Kurz vor Beginn des Zweiten Weltkrieges mietete Josef Heinen, von
Zeitzeugen als lebensbejahender und offener Mensch geschildert, ein
Wochenendhaus bei Liers, das er und seine Familie jedoch nur selten
bewohnten.
Gerd Sonnenfeld kannte das Haus, war häufig dort eingeladen. Als die
Verfolgung und die Hetzjagd auf die Juden immer mehr zunahm, bat
Sonnenfeld Heinen, sich selbst und seine Eltern dort verstecken zu dürfen,
da sie in Köln in Lebensgefahr waren. Das war 1941. Zu diesem Zeitpunkt
warteten Theodor Sonnenfeld und seine Frau bereist im Kölner "Judenhaus"

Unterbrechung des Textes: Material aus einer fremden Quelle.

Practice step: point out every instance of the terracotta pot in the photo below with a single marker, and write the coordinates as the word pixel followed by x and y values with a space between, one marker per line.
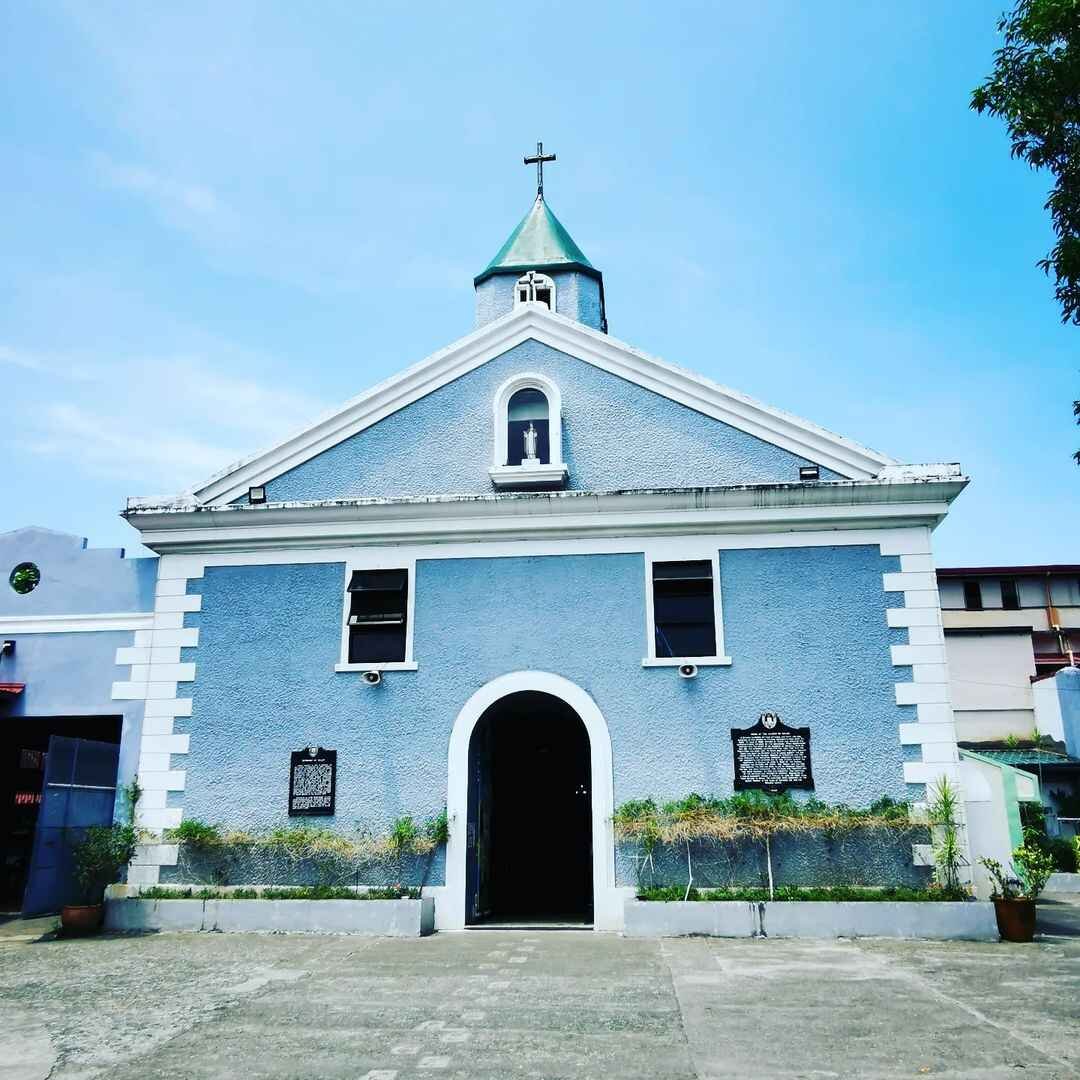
pixel 78 920
pixel 1015 919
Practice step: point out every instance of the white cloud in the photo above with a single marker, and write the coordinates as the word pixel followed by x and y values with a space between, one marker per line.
pixel 164 423
pixel 17 359
pixel 169 194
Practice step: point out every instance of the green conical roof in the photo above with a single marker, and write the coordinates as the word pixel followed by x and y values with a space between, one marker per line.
pixel 538 243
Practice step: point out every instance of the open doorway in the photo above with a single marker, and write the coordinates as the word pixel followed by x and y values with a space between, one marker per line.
pixel 25 743
pixel 529 854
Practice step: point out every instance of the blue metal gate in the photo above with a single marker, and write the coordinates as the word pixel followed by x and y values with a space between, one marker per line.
pixel 80 790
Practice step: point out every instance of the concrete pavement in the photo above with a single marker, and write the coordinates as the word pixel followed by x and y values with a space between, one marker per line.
pixel 537 1004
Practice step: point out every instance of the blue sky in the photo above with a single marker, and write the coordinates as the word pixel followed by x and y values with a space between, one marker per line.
pixel 220 219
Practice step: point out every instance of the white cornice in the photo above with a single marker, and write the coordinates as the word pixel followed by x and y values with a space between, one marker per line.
pixel 531 321
pixel 75 623
pixel 548 516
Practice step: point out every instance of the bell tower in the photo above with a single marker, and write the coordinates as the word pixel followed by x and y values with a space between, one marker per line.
pixel 541 264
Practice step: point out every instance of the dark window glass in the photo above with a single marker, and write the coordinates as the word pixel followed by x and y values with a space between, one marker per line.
pixel 378 606
pixel 683 609
pixel 972 596
pixel 527 407
pixel 1010 598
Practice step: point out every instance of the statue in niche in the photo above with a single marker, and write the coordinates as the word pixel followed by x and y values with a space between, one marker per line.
pixel 530 442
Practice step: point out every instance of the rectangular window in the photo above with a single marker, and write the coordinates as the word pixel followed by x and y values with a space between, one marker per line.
pixel 1010 597
pixel 378 615
pixel 684 611
pixel 972 596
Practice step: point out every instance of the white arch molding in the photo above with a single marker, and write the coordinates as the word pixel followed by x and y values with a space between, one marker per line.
pixel 607 900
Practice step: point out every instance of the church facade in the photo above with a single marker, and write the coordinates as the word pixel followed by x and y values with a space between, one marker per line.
pixel 536 575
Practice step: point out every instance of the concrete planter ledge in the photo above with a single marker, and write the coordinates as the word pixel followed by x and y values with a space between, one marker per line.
pixel 932 920
pixel 1063 882
pixel 385 918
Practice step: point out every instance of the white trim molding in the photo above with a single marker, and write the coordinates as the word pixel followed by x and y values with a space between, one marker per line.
pixel 75 623
pixel 550 473
pixel 534 322
pixel 682 552
pixel 607 899
pixel 380 559
pixel 564 515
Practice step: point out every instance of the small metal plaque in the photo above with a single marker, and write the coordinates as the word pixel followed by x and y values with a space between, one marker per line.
pixel 771 757
pixel 312 782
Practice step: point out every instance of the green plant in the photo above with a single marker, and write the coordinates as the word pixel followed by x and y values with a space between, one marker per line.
pixel 1034 866
pixel 943 814
pixel 1033 89
pixel 403 835
pixel 752 814
pixel 784 893
pixel 437 829
pixel 198 834
pixel 131 793
pixel 98 856
pixel 1003 886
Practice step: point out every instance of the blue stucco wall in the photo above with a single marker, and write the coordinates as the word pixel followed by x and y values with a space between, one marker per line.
pixel 616 435
pixel 75 579
pixel 577 296
pixel 806 629
pixel 1068 694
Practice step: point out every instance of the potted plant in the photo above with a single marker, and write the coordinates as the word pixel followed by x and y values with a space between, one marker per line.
pixel 98 856
pixel 1014 894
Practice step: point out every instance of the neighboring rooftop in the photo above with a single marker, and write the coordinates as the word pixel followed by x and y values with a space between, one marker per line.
pixel 1011 571
pixel 1022 756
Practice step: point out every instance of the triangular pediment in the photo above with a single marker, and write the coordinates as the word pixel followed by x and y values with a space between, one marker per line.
pixel 536 323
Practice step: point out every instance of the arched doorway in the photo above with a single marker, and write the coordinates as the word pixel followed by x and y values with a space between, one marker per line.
pixel 529 845
pixel 537 853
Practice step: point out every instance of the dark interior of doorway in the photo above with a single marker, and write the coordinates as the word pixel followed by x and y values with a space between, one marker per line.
pixel 24 745
pixel 530 814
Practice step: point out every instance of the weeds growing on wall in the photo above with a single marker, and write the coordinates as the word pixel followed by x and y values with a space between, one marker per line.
pixel 751 817
pixel 943 813
pixel 298 892
pixel 747 814
pixel 787 892
pixel 305 841
pixel 335 860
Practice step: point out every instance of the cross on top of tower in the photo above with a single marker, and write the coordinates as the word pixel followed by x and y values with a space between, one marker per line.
pixel 538 159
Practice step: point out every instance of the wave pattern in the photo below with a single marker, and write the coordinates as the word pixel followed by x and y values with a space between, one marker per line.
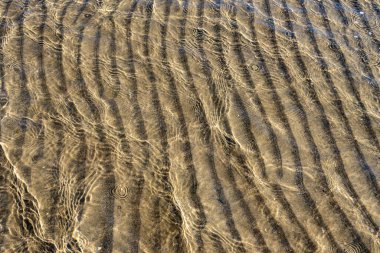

auf ihre Deportation. Während eines Bombenangriffes holte Sonnenfeld
seine Eltern aus dieser Sammelstelle, brachte sie nach Liers. Und dann
geschah das kaum vorstellbare. Fast vier Jahre lang blieben die Sonnefelds
in dem Wochenendhaus unentdeckt, wurden von Heinen versorgt. Dass die jüdische
Familie nie gefunden wurde, ist auch heute noch unbegreiflich. Denn schließlich
funktionierte der Nazi-Apparat auch im Kreis Ahrweiler. Und einer der
obersten Hitler-Schergen war Landrat Peter Simmer.
Vor 35 Jahren erklärte Gerd Sonnenfeld in seiner Stellungnahme an das Yad
Vashem-Institut zur Rettung seiner Familie:
"Josef Heinen scheute sich nicht, uns an den Wochenenden zu Besuchen,
trotz der Gefahr, die ihm wegen des Versteckens von Juden drohte."
Diese Tat der Menschlichkeit wurde am 20. Juli 1969 mit der Urkunde des
"Instituts für Märtyrer und Helden", so der Name von Yad Vashem,
gewürdigt. In französischer und hebräischer Sprache ist dort
niedergelegt, dass für den Gerechten der Völker aus Ahrweiler ein Baum
im "Garten der Gerechten" bei Jerusalem gepflanzt wird.
Erst ein Jahr später sah sich die Bundesrepublik Deutschland genötigt,
den Lebensretter zu Ehren - mit dem Bundesverdienstkreuz.
Josef Heinen starb am 23. Dezember 1989 im Alter von 91 Jahren in Bad
Neuenahr-Ahrweiler. Seine Grabstätte ist auf dem Ahrweiler Bergfriedhof.
Posthum wird sein Wirken für das Überleben der Familie Sonnenfeld
landesweit anerkannt. Heinen bekommt seinen rechtmäßigen Platz in der
Dauerausstellung "Die Zeit des Nationalsozialismus im heutigen
Rheinland-Pfalz" in der Gedenkstätte des ehemaligen
Konzentrationslagers Osthofen.
Und eine Würdigung hätte auch die vor einigen Jahren verstorbene Käthe
Becker aus der Ahrweiler Adenbachhut verdient. Denn sie hatte als
Mitarbeiterin im Einwohnermeldeamt der Stadt Ahrweiler die Akten einer jüdischen
Familie einfach verschwinden lassen. Das bestätigten Zeitzeugen gegenüber
dem General-Anzeiger. Und über wen es keine Akten gab, der konnte auch
nicht gefunden und deportiert werden.
YAD VASHEM
Die Behörde zur Verewigung des Andenkens an die Märtyrer und
Helden in Jerusalem ist Erinnerungsstätte und zugleich Forschungszentrum,
das sich mit dem Schicksal der europäischen Juden während der Zeit des
Naziregimes beschäftigt. Sie hat unter anderem auch die Aufgabe, derer in
Dankbarkeit zu gedenken, die mit persönlichem Einsatz und unter Gefährdung
des eigenen Lebens, oft auch dem ihrer Familien versuchten, Juden zu
retten.
Yad Vashem tut dies mit dem Ehrentitel "Gerechte/r unter den Völkem".
Er umfasst Medaille und Urkunde, sowie die Verewigung des Namens an der
Memorial-Wall im "Garten der Gerechten" in Yad Vashem. Das ist
die
höchste Auszeichnung, die Israel an Nicht-Juden vergibt.
Bis heute haben
nahezu 19.000 Frauen und Männer aus allen Teilen Europas diesen
Ehrentitel erhalten. Unter den Geehrten sind 400 Deutsche.